On a totally different note, spreadsheet applications don't play very nicely with symbols that look like dates; we need to jump through some hoops to keep genes like SEPT1 and MARCH5 from automatically getting converted into dates. Lastly, we've always enjoyed funny gene names, like fly's "Ken and Barbie," named after the observation that mutants lack external genitalia. To fully appreciate the magnitude of this creative nomenclature (and see a human side of biology), we recommend the "Clever Gene Names" website. On the other hand, physicians can feel uncomfortable having to explain the origin of one's medical problems being due to a mutation in a gene like "sonic hedgehog homolog." As a result, in some cases a nomenclature committee has decided to modify the official name to something more staid but maintain the colorful gene symbol.
Once we have our set of gene names, we'll want to add sequence — either actual sequence or genome coordinates — to represent the one or more transcripts that encode each gene. As described above, our primary data may be cDNA sequence or genome regions, but there's a good chance we want both, which is easy to download from Ensembl, Vega, NCBI, or UCSC Genome Bioinformatics. Even though there's no good agreement between genes in different gene sets, a quick look at one gene in a genome browser shows that there's probably even less agreement between transcriptional variants included in each gene set. A quick example: for BMP4, RefSeq has three transcripts compared to Vega's one, but for BMP7, it's one in RefSeq and seven in Vega. Some high-throughput RNA sequencing projects that look at exons and splice junctions are contributing to a more complete understanding of splicing variation, but it may be awhile until this is applied to all of our favorite cells and developmental conditions.

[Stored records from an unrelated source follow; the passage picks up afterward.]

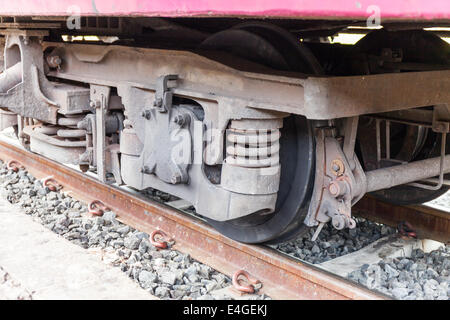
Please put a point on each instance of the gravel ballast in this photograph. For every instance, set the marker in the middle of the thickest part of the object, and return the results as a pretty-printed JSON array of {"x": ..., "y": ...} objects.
[
  {"x": 168, "y": 274},
  {"x": 11, "y": 289},
  {"x": 422, "y": 276},
  {"x": 333, "y": 243}
]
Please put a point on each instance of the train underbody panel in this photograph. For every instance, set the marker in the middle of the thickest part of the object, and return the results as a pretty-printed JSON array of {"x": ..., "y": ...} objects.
[{"x": 264, "y": 134}]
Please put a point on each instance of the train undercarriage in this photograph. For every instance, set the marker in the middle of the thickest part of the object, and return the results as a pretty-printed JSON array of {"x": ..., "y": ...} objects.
[{"x": 264, "y": 134}]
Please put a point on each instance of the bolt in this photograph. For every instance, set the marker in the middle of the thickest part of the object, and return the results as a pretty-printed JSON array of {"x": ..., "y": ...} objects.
[
  {"x": 157, "y": 103},
  {"x": 181, "y": 119},
  {"x": 146, "y": 170},
  {"x": 146, "y": 114},
  {"x": 94, "y": 104},
  {"x": 334, "y": 189},
  {"x": 176, "y": 178}
]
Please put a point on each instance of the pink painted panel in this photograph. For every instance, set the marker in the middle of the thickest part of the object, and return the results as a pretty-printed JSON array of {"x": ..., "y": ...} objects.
[{"x": 330, "y": 9}]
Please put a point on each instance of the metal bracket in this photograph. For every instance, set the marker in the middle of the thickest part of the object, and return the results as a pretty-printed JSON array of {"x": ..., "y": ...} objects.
[
  {"x": 163, "y": 94},
  {"x": 99, "y": 101},
  {"x": 339, "y": 182}
]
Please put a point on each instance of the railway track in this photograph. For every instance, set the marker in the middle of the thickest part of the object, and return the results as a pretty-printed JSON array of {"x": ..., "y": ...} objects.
[{"x": 282, "y": 276}]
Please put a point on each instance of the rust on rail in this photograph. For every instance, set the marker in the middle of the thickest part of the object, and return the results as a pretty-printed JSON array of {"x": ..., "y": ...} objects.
[
  {"x": 429, "y": 223},
  {"x": 283, "y": 277}
]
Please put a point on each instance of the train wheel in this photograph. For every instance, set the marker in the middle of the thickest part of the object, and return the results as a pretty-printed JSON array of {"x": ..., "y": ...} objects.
[
  {"x": 408, "y": 143},
  {"x": 273, "y": 47}
]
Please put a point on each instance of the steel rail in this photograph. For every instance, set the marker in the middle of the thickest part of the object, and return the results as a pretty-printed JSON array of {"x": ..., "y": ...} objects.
[{"x": 283, "y": 277}]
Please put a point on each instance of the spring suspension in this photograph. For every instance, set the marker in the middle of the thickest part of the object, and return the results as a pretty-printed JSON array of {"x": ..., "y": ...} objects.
[{"x": 253, "y": 143}]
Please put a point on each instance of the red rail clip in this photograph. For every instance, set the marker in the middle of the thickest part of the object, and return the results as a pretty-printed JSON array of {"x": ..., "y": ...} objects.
[
  {"x": 158, "y": 243},
  {"x": 51, "y": 184},
  {"x": 244, "y": 288},
  {"x": 14, "y": 165},
  {"x": 97, "y": 208},
  {"x": 406, "y": 229}
]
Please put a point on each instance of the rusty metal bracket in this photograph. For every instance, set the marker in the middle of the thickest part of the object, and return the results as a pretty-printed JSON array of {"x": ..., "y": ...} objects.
[
  {"x": 51, "y": 184},
  {"x": 158, "y": 243},
  {"x": 339, "y": 183},
  {"x": 244, "y": 288},
  {"x": 100, "y": 101},
  {"x": 97, "y": 208},
  {"x": 14, "y": 165}
]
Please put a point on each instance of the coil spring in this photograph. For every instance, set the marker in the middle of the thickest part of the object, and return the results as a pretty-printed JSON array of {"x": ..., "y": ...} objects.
[{"x": 253, "y": 148}]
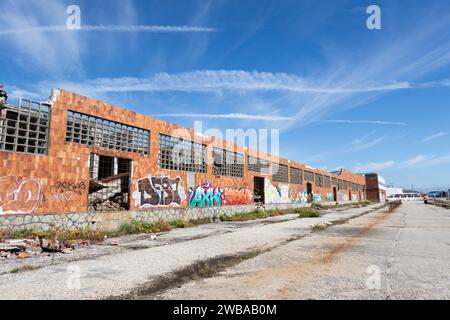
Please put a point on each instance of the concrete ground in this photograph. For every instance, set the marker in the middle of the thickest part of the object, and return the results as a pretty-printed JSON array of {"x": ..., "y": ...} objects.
[
  {"x": 374, "y": 255},
  {"x": 129, "y": 265},
  {"x": 399, "y": 255}
]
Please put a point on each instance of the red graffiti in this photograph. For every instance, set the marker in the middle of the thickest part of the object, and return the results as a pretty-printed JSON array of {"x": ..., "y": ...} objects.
[
  {"x": 237, "y": 196},
  {"x": 19, "y": 195}
]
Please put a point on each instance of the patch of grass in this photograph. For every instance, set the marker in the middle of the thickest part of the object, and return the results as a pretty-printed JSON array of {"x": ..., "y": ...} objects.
[
  {"x": 255, "y": 214},
  {"x": 307, "y": 212},
  {"x": 150, "y": 227},
  {"x": 61, "y": 235},
  {"x": 22, "y": 269},
  {"x": 340, "y": 221},
  {"x": 318, "y": 227}
]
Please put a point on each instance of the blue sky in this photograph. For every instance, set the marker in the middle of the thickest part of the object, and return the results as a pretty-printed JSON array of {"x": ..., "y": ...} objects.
[{"x": 341, "y": 94}]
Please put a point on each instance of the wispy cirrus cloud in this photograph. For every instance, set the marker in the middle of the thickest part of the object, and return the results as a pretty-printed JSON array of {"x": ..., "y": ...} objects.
[
  {"x": 238, "y": 116},
  {"x": 421, "y": 161},
  {"x": 226, "y": 80},
  {"x": 374, "y": 166},
  {"x": 375, "y": 122},
  {"x": 434, "y": 137},
  {"x": 109, "y": 28}
]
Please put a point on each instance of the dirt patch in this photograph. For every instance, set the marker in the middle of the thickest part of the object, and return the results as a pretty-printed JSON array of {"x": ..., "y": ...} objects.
[
  {"x": 199, "y": 270},
  {"x": 329, "y": 257}
]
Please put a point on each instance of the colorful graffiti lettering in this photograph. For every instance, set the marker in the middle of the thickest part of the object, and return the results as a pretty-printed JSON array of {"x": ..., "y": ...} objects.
[
  {"x": 19, "y": 195},
  {"x": 206, "y": 195},
  {"x": 273, "y": 195},
  {"x": 237, "y": 196},
  {"x": 299, "y": 196},
  {"x": 66, "y": 189},
  {"x": 317, "y": 197},
  {"x": 159, "y": 191}
]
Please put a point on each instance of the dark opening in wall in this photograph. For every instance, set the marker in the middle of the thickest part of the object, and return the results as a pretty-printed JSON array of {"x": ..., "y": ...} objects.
[
  {"x": 109, "y": 187},
  {"x": 24, "y": 128}
]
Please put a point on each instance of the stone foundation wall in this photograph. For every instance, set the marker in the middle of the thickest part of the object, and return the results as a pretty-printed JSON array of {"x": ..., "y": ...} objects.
[{"x": 111, "y": 221}]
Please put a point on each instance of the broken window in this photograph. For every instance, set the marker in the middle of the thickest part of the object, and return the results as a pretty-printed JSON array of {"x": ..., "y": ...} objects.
[
  {"x": 319, "y": 180},
  {"x": 228, "y": 163},
  {"x": 25, "y": 128},
  {"x": 280, "y": 172},
  {"x": 327, "y": 182},
  {"x": 109, "y": 187},
  {"x": 309, "y": 176},
  {"x": 98, "y": 132},
  {"x": 258, "y": 165},
  {"x": 296, "y": 175},
  {"x": 181, "y": 155}
]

How about genetic variation? And what if a RefSeq cDNA sequence can't be mapped perfectly to the reference genome — which is right? It's possible that both are correct, but we probably want to look in more detail. Human genetic variation is a huge area of current research, but we can get a quick look at the magnitude of this variation by turning on some SNP tracks on the UCSC Genome Browser or checking out the HapMap Genome Browser (hapmap.org). It's easy for computational biologists to represent each transcript as a consensus sequence, but if we really want to be accurate, more of us may have to start representing each SNP within the transcript as a choice of observed alleles or, even better, as a matrix of probabilities. Building a new generation of tools to analyze these SNP-aware transcripts will take some time and a lot of programming.
Fran Lewitter, PhD, is director of bioinformatics and research computing at Whitehead Institute for Biomedical Research. This column was written in collaboration with George Bell, PhD, a senior bioinformatics scientist in Fran's group.